A guy like Hamish sticks with great stocks but when he gets worried he builds up his cash compared to share holdings, so if there’s a share market correction (a drop of 10 per cent or more), he has dough to buy great companies such as Microsoft and Starbucks at market-scared prices.
As I said, that’s investing and contrasts mightily with those speculative plays that can be rewarding short term but can be money-killing in the long term.
And if you don’t believe me, look at these charts of Bitcoin and Tesla.
In 2017, Bitcoin hit US$14,000. By early 2019 it was US$3,500. There are experts tipping it goes to US$100,000 this year but that’s a guess that only speculators should believe.
And then there’s Tesla, which is a great car company but is it really more valuable than Toyota, Volkswagen and General Motors?

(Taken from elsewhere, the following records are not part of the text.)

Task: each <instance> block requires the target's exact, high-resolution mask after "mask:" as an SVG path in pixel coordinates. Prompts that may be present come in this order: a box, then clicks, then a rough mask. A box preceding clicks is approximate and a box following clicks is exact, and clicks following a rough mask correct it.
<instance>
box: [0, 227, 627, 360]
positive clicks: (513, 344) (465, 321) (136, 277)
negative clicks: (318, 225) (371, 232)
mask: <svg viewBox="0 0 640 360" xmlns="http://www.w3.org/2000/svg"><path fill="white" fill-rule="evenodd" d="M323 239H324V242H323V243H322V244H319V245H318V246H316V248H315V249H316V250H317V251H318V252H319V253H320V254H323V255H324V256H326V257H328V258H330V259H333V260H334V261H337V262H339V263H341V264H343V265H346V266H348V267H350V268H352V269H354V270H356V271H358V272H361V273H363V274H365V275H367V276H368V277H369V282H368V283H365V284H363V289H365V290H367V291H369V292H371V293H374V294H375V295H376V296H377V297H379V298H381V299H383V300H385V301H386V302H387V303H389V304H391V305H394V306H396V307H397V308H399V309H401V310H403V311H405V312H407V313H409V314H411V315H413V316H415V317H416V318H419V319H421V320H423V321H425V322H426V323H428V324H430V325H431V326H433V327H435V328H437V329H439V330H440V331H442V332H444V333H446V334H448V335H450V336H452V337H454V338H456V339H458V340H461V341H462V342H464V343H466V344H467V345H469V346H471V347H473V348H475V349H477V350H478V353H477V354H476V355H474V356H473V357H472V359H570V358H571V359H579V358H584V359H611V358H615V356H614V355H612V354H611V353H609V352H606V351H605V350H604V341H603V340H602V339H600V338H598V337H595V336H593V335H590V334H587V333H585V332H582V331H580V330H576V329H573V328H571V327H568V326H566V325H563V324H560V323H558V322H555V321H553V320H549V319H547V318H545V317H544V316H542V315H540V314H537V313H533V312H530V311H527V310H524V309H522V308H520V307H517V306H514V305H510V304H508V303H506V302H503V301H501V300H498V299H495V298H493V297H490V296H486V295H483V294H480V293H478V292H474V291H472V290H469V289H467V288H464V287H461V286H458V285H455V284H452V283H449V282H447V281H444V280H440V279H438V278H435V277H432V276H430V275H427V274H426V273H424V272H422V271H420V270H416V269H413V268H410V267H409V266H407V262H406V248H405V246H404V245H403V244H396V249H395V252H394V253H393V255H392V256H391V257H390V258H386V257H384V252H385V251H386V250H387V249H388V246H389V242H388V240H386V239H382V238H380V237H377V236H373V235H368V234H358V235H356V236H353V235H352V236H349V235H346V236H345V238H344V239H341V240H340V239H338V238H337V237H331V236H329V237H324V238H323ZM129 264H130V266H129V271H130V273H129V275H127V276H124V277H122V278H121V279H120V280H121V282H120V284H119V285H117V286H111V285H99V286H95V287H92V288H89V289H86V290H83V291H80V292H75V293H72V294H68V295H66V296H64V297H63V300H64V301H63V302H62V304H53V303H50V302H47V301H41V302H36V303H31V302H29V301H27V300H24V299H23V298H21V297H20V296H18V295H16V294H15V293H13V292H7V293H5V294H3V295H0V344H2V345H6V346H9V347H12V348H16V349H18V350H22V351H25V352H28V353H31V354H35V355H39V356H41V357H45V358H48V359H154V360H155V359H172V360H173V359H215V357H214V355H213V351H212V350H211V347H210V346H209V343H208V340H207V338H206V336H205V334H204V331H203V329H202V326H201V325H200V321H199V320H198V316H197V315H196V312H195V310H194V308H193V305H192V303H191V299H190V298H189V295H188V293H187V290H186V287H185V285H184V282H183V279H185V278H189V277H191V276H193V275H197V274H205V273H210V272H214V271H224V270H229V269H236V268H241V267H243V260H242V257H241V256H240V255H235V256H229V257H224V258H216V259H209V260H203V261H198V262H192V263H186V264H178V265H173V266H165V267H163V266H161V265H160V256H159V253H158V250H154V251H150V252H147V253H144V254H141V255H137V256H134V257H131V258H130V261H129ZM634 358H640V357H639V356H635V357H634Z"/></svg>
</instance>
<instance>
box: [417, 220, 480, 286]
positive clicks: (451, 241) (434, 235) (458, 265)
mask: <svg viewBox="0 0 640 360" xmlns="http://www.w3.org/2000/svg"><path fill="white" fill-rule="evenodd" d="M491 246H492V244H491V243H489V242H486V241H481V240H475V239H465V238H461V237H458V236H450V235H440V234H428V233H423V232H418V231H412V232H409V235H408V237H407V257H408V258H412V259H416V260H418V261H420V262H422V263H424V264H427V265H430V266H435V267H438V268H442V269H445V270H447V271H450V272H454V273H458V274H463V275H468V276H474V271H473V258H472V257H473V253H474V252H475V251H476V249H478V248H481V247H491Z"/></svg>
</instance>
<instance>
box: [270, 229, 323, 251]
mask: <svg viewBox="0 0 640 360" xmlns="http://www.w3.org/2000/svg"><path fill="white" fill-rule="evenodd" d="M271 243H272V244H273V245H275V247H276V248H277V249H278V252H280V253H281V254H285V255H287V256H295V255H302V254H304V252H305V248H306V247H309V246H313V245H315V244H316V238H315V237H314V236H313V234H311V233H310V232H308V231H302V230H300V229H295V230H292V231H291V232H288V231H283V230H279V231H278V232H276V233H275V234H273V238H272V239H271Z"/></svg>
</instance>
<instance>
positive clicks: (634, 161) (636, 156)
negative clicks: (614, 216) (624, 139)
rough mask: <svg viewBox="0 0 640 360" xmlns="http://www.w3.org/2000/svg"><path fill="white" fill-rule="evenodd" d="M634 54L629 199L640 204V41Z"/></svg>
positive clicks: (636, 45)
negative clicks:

Early this year, the share prices of these companies gave us their market capitalisation. Tesla was valued at US$795.8 billion, Toyota US$ 207.5 billion, Volkswagen US$96 billion and GM US$71.3 billion.
In January, Tesla was a $US880 stock but by March it was a US$600 stock. Now it’s $762. That’s the price movement of a very risky stock, despite the fact I called it a good buy for speculators, especially if it went to $500.
It didn’t go to $500 so I missed out on the recent rise but if I hadn’t, I’d be a seller now. I’d keep some cash for a sell off and buy rock solid companies like Microsoft if stock prices went for a dive.
I’ll say it again: that’s investing.